火輪が静かに熱を上げ、朔月の耳がぴんと立った。「香りが戻ってくる」
次の瞬間、屋根瓦を踏む軽い音。サーヴァルが月を背負い、薬帝蓮を抱え現れた。衣は裂け、肩には蜂の毒針跡。仮面の下の唇が震え、声は笑いと痛みの境界線。
「悪い癖が出た。奪えば価値が測れると思っていた――だが測れなかった」
銀夜が刀を上げる。「言い訳には刃で値を付けるぞ」
サーヴァルは薬帝蓮を高く掲げ、月華に透かす。「白夜機関に売る気はない。奴らに盗られる前に、盗賊として先に盗んだだけさ」
そして苗を私へ差し出す。指先が触れた瞬間、花芯が脈動し淡い紅を散らした。
「信じて還る場所があるか、確かめたかった――愚かと言うなら笑ってくれて構わない」
私は首を横に振り、火輪を収束させる。「愚かじゃない。恋も信頼も、測らず抱き締めるものだって……教えてくれた」
雷雅が拳を下ろし、朔月は安堵で尻尾を大きく振る。銀夜は刀をしまい、キティアの氷鳥は融解して霧に還る。

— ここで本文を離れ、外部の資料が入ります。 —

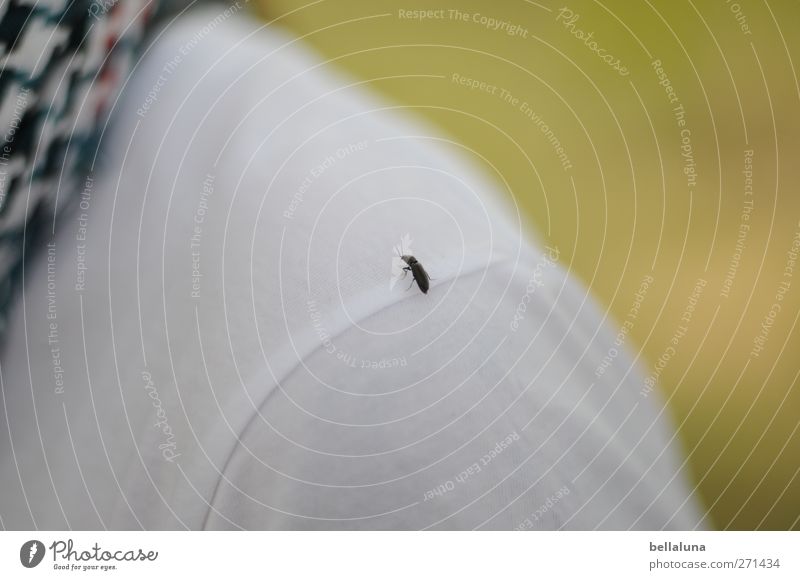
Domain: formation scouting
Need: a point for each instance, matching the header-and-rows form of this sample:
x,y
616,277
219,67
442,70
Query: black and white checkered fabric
x,y
63,62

だが安心の隙を突くように、遠方で爆鳴。月鋼精錬炉から蒼白火が昇り、封印時計の針が十一刻目へ跳びそうだと鐘楼の鐘が絶望的に鳴り始めた。
私は薬帝蓮を抱え直し、サーヴァルの血を拭う。「還ってくる場所ができたなら、今度は一緒に守ろう」
彼は流れる血と涙をごまかすように笑い、傷の痛みをごまかすように私の額へ「怪盗の誓い」と称してキス未遂。
雷雅が稲妻を噛み殺し、朔月は囃子のように口笛。銀夜は蒼い瞳孔を細め、「また嫉妬の火種が増えたな」と呟く。
私は彼らの手を重ね、「次に裏切る時は一緒に裏切って」と囁いた。刹那、花蜜と硫香の風が吹き抜け、月が雲を裂いて微笑んだ――裏切りすら恋の燃料になると、夜が教えてくれた。